- Directed by: Stephen Reynolds
- Written by: Wayne Johnston
- Produced by: Christopher Zimmer
- Starring: Jordan Harvey Robert Joy
- Cinematography: Alwyn Kumst
- Edited by: Jeff Warren
- Music by: Denis Carey Ray Fean Dave Keary
- Production company: Enterprise Newfoundland
- Distributed by: Red Sky Entertainment
- Release date: 1999;
- Running time: 106 minutes
- Country: Canada
- Language: English

= The Divine Ryans =

The Divine Ryans is a 1999 Canadian film directed by Stephen Reynolds, written by Wayne Johnston as an adaptation of his novel, and starring Robert Joy and Pete Postlethwaite. The film tells the story of the Ryan family, who run a funeral parlour in St. John's, Newfoundland and Labrador.

==Plot==
The Ryans of St John's, Newfoundland, are an old family steeped in tradition. Donald Ryan edits the local newspaper while his brothers and sisters run the funeral parlour. Early one morning, Donald's son Draper Doyle goes to the newspaper office to surprise his father with a birthday cake, only to witness something traumatic. Two days later, Donald Ryan is dead. In the ensuing weeks, Draper Doyle's sleep is plagued by nightmares, and he realises he has no memories of the time surrounding his father's death.

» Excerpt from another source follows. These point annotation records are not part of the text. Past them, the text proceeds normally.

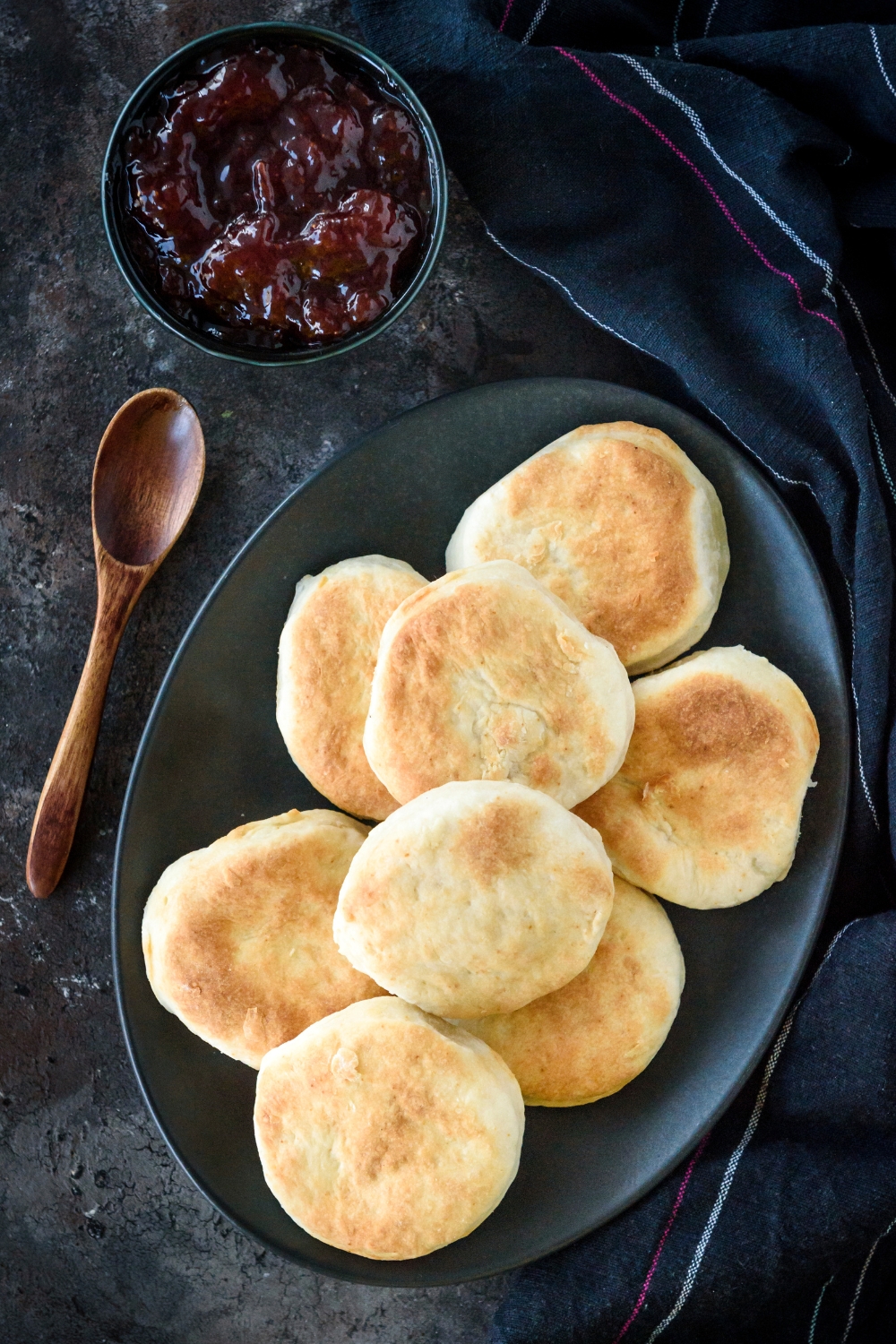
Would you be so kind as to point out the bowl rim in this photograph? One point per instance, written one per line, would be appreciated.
(161, 74)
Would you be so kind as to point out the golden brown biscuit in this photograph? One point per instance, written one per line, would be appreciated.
(485, 675)
(705, 808)
(327, 658)
(238, 938)
(619, 523)
(387, 1132)
(474, 898)
(602, 1030)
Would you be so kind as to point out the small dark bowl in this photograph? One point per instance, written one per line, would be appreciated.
(168, 72)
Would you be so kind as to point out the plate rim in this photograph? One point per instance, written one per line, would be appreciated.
(447, 1279)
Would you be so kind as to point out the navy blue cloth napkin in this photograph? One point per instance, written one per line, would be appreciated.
(715, 182)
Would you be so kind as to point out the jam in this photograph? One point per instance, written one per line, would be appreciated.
(274, 201)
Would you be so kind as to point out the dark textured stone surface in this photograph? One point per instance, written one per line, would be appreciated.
(102, 1236)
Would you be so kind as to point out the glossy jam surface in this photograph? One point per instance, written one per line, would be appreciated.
(276, 202)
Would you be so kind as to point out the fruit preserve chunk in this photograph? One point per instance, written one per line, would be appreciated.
(274, 201)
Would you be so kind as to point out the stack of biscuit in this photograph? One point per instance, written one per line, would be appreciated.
(495, 940)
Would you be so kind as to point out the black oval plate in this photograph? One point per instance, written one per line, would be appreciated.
(212, 757)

With the help of his uncle Reg, Draper Doyle tries to come to terms with the truth about Donald Ryan, and the key to this may be Donald's lucky hockey puck.

==Accolades==
The film received three Genie Award nominations at the 20th Genie Awards in 2000, for Best Adapted Screenplay (Johnston), Best Cinematography (Alywn Kumst) and Best Sound Editing (Alastair Gray, Donna Powell and Clive Turner).